Despite overwhelming evidence that a serious assault or an attempted murder had taken place the incident of Jan. 5, 1995 was never investigated. Instead RCMP investigated the trio's allegation that Shannon Murrin pointed a gun at his three assailants. Directly after his first interview the morning of January 6, 1994, the one with Al Dunn, Tidsbury's notes say "Discuss search warrant for gun at Murrin's place with Seversen, Shaigec, Slade". The search warrant was obtained and RCMP searched Shannon Murrin's residence. They seized the "unloaded gun" (Seversen's notes) and with the assistance of Rob Holmes gathered up several unfired shells that Holmes and Dunn said they had found inside and outside Shannon's residence. Shannon's bloody clothes were held as exhibits in the Mindy Tran murder investigation while the bloody clothes of his three assailants were returned to them.

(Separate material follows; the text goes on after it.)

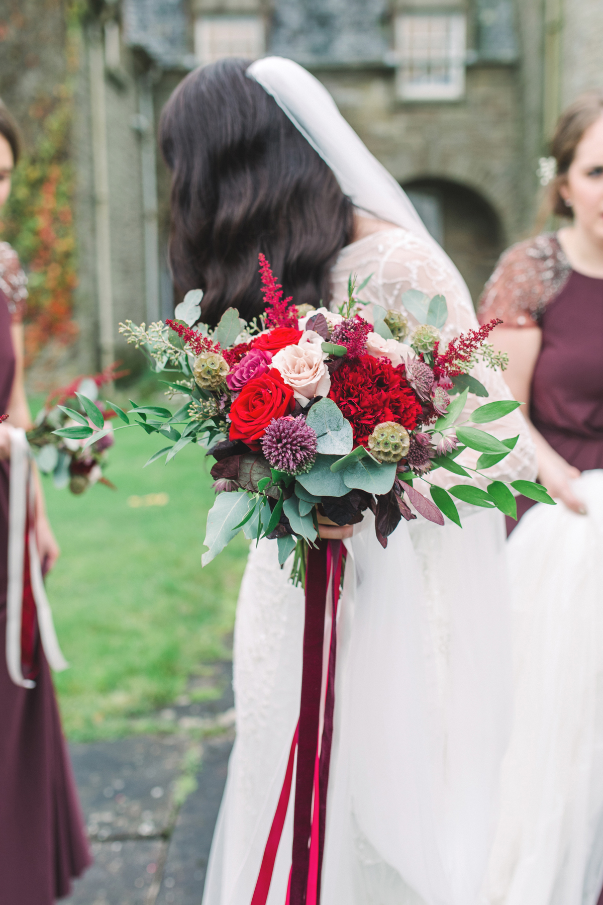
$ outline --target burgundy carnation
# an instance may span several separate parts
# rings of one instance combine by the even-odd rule
[[[412,431],[421,414],[404,366],[393,367],[389,358],[371,355],[345,361],[333,373],[329,398],[352,424],[355,446],[366,445],[373,429],[384,421]]]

The weapons used by the three assailants, a baseball bat, tire iron, and crowbar, were seized but never entered as exhibits in the assault against Shannon. The media heard about the assault through radio scanners but RCMP asked them not to report the assault. They were told that reporting the events of January 5, 1995 would jeopardise the Mindy Tran murder investigation.
On ? Seversen's notes show the following entry:
14:09 - Holmes and Dunn to Det. On B&E file 94-3991. I returned items
01 - Red pipe wrench
02 - TRS Baseball bat.
03 - Blue Crow bar
The trio was finally charged with assault six months later and the preliminary hearing for the trio took began in May 1996.
An internal investigation produced more incriminating statements from the trio. In an audio taped statement given to RCMP Sgt. Lunn on May 27, 1998, Holmes told Lunn that Tidsbury knew Shannon would be assaulted: (Audio Taped Interview of Robert Holmes, May 27, 1998 p.11 - 12). Dunn and MacDonald statements of January 29, 1999 confirmed Holmes' statement (Audio Taped Interview of Patrick Dunn, Jan. 29, 1999, pp. 6 - 8; Audio Taped Interview of Kenneth MacDonald, Oct. 19, 1998, p. 4).
Neither Tidsbury nor the trio were ever held accountable for their actions on January 5, 1995. In 1998 charges against the trio were stayed. The following headline appeared in the Kelowna Courier: CHARGES ARE STAYED IN BEATING OF TRAN ACCUSED. The reason given was that it took too long to get to court.
Charges on B&E file number 94-3991 R vs Holmes and MacDonald were also stayed (Seversen's notes). For MacDonald this would be the third time criminal charges were stayed and for Holmes the second time.